Baseball pundits have never quite embraced the Nationals’ surprising success this season. It seems to have upset too many preconceived notions that the Nats “are still a year or two away.” Some of the commentary is downright mean-spirited, and seems designed to stir up trouble on a team that has enjoyed great chemistry so far. Lately, representatives of the team directly to our north have revived the tired argument that pitching ace Stephen Strasburg, who is recovering from elbow surgery, should insist on pitching past the innings limit that was established for him this year. Reaching new heights of hyperbole, they’ve pronounced it a “sin” and an “abomination” that the team has chosen to follow the best possible medical advice to protect Strasburg’s long-term health.
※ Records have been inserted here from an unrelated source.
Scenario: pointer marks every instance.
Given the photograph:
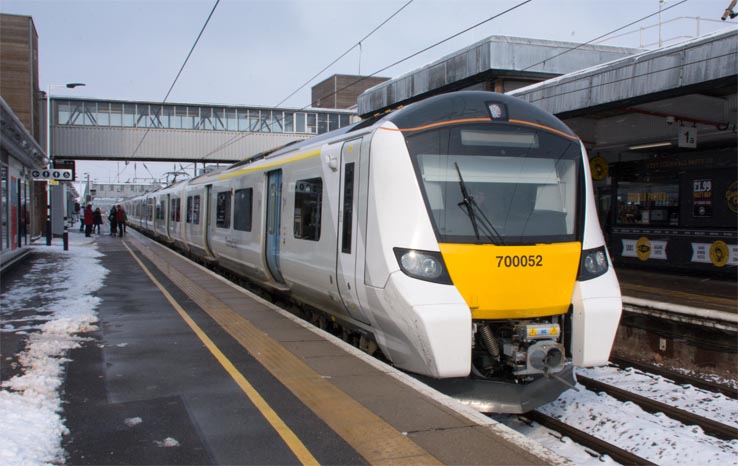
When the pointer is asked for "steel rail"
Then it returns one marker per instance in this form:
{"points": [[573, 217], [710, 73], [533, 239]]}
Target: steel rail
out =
{"points": [[710, 427], [589, 441], [676, 377]]}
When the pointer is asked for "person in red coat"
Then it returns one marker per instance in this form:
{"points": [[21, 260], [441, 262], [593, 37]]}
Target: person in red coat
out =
{"points": [[120, 219], [89, 219]]}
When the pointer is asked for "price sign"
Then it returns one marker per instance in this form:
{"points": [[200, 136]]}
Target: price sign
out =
{"points": [[52, 174]]}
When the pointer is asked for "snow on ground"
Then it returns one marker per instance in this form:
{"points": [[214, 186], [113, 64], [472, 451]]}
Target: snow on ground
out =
{"points": [[654, 437], [64, 282], [715, 406]]}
Further, these geniuses don’t bother to explain how the kid is supposed to “insist” on pitching. They’d love to see him do something flaky. Maybe occupy the pitchers’ mound in a protest? Walk off the team? Kidnap his replacement in the rotation? Get his manager drunk and write his own name on the lineup card?
Strasburg’s replacement in the rotation is a solid Major League pitcher, and this issue is only relevant once every five days. The real problem is that our relatively unseasoned team has fallen apart several times on national TV. That doesn’t bode well for the playoffs, where the lights will be even brighter and more unrelenting. This season has been a great ride, however it ends. Still, being Nats fans, we prepare for heartbreak.